Na ocasião, Obama, primeiro presidente negro a conquistar a Casa Branca, fazia uma homenagem póstuma a Shirley Chisholm (1924- 2005), ex-congressista, educadora, ativista e uma das maiores defensoras dos direitos civis e da igualdade de gênero e raça da história norte-americana. "Quando lhe perguntaram como queria ser lembrada, ela respondeu: 'Gostaria que dissessem que eu tinha coragem'", continuou Obama, referindo-se a Shirley, cujo centenário de nascimento é celebrado este ano.
Coragem é o que não faltou a ela em sua longa trajetória pessoal, profissional e política. Um dos grandes episódios de sua carreira foi o fato de ter sido a primeira mulher negra a postular a candidatura à presidência dos Estados Unidos por um dos dois maiores partidos do país, o Partido Democrata, em 1972.
Na ocasião, acabou perdendo a indicação para o senador George McGovern, mas as primárias partidárias foram um marco não apenas para os democratas, mas para a história política norte-americana em um contexto de Guerra Fria, em que Estados Unidos e União Soviética disputavam a hegemonia mundial.
"Shirley Chisholm se destacou por seu pioneirismo em diversas áreas. Foi a primeira mulher negra eleita para o Congresso americano. Ao desafiar o sistema com sua postulação para candidata à Presidência, lançou luz sobre os debates acerca do papel conferido às mulheres na sociedade norte-americana", diz a historiadora Bruna Gomes dos Reis, mestranda do programa de pós-graduação em História pela Universidade Estadual Paulista (Unesp).

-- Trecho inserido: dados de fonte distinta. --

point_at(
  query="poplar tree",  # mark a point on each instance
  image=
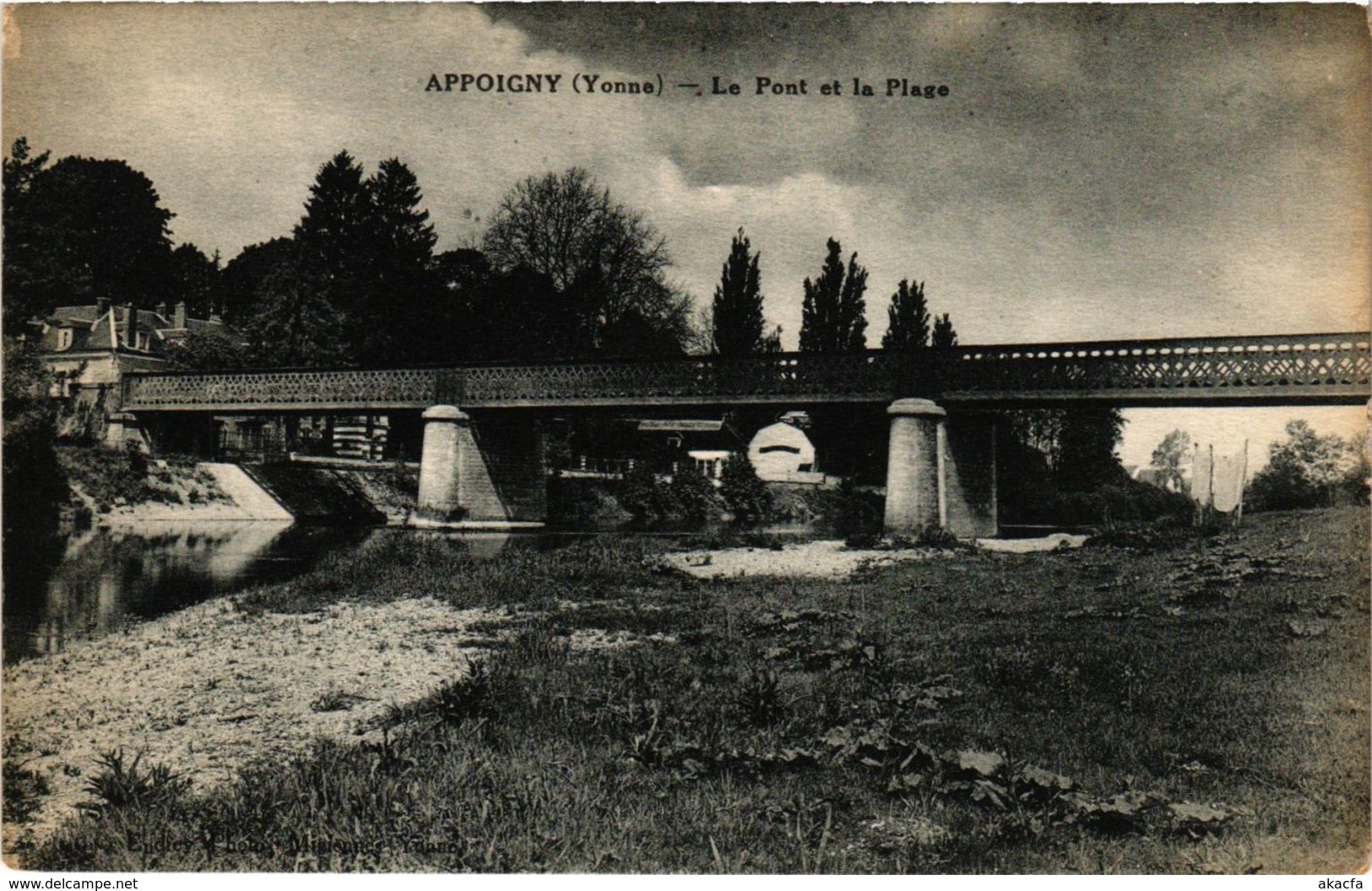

Sua coragem e ousadia foram rapidamente reconhecidas, sendo listada pela revista Gallup como uma das dez mulheres mais influentes do ano de 1974".
Filha de imigrantes da Guiana Britânica e de Barbados, Shirley St. Hill nasceu em 30 de novembro de 1924 no Brooklyn, em Nova York. Aos 5 anos, foi enviada para morar com a avó materna, Emaline Seale, em Barbados, enquanto os seus pais, Ruby Seale e Christopher St. Hill, lutavam para melhorar as condições de vida da família no Brooklyn, em meio à Grande Depressão. A estada de cinco anos no Caribe rendeu-lhe as melhores recordações. "A vovó me deu força, dignidade e amor. Aprendi desde cedo que eu era alguém", disse Shirley, anos depois.
De volta ao Brooklyn, a garota determinada concluiu o ensino fundamental e médio até entrar para o Brooklyn College, onde se bacharelou em artes, em 1946. Nesse período, recebeu forte influência do pai, que trabalhava como operário de fábrica e era seguidor devoto de Marcus Garvey — ativista jamaicano considerado referência do movimento pan-africano, que defendia a união entre todos os africanos e seus descendentes, independentes de onde estivessem, na primeira metade do século 20.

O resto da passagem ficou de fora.